Hi,

We have been scratching heads for a long time on this and are still unable to 
move ahead.

The task we want to perform is as follows. We want to remove all the images 
from a PDF. The tricky part kicks in when the images, themselves, have some 
text on them (geometrically). Or, the bounding rectangle of the Image may 
contain some text in them.

The most trivial way of doing that is:

1.       Find all images in the document (assume a 1-page document) - Done.

2.       Find the coordinates of these images - Done. Using the 
PrintImageLocations.java as a base, we could find the bottom-left coordinates 
of the image, along with its height and width. Assuming this is correct, we are 
moving forward.

3.       Find all the text in the document - Done.

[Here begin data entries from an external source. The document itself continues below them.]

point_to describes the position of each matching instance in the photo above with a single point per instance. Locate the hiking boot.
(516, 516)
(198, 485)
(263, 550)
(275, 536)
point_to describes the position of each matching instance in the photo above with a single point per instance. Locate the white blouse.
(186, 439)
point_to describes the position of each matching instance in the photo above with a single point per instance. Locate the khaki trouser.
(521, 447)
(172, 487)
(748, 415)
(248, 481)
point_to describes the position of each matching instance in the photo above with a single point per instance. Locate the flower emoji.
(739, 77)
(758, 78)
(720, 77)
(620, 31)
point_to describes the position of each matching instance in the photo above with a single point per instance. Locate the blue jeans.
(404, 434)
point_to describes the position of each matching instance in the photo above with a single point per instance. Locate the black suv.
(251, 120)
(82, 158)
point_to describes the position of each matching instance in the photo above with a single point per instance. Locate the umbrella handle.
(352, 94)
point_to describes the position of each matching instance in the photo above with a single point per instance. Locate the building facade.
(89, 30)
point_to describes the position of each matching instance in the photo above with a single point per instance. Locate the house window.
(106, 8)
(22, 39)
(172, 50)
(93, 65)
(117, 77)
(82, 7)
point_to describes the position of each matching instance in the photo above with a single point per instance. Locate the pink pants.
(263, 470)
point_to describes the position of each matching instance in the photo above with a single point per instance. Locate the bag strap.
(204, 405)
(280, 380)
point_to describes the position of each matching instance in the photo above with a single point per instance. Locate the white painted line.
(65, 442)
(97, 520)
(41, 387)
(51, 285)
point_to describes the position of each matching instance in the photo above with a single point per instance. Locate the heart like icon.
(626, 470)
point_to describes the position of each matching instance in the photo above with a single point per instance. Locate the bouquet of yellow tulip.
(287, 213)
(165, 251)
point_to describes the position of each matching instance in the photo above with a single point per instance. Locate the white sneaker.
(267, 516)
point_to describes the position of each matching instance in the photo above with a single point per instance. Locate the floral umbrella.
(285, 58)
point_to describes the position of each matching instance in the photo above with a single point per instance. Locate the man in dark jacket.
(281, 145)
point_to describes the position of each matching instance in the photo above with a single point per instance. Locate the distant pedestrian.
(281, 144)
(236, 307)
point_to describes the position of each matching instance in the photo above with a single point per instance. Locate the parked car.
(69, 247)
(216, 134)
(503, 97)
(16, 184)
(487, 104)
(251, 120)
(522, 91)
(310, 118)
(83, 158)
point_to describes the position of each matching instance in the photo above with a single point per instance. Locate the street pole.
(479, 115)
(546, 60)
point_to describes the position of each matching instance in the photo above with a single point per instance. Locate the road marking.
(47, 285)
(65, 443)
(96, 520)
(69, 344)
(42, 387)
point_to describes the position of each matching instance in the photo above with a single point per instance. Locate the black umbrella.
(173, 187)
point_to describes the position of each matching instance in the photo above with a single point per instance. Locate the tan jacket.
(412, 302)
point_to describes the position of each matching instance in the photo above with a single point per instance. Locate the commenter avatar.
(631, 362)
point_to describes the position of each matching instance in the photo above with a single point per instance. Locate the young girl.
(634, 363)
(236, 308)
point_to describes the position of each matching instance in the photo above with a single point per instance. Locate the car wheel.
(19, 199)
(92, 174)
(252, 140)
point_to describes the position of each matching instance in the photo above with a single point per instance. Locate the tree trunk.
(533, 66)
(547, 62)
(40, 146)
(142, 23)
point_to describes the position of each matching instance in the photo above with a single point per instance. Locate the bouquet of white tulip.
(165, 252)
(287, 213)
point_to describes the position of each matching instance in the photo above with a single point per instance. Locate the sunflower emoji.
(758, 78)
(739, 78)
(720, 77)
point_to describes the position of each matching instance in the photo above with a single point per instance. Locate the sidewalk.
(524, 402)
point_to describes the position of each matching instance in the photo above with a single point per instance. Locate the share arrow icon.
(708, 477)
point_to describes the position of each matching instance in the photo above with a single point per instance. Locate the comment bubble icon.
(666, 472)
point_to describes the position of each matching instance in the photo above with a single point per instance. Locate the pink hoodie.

4.       Find the coordinates of these text - Done. Using the 
PrintTextLocations.java as a base.

5.       Remove all the text fragments whose coordinates intersect with any of 
the images in the page - Done.

Theoretically, the above 5 steps should have given us the desired results. 
However, same wasn't the case. We discovered a lot of things that were causing 
problems:

1.       The coordinate system for Text and Images are not the same. For texts, 
the Y is increasing downwards. Whereas, for images, it is supposed to increase 
upwards. We believe this is the only difference.

2.       The width and height of the image are being reported incorrectly (we 
think so). On the PDF, when we compare the coordinates of some of the text 
fragments and the height and width of the image, we find that the widths and 
heights that are being reported are shorter than what they should be!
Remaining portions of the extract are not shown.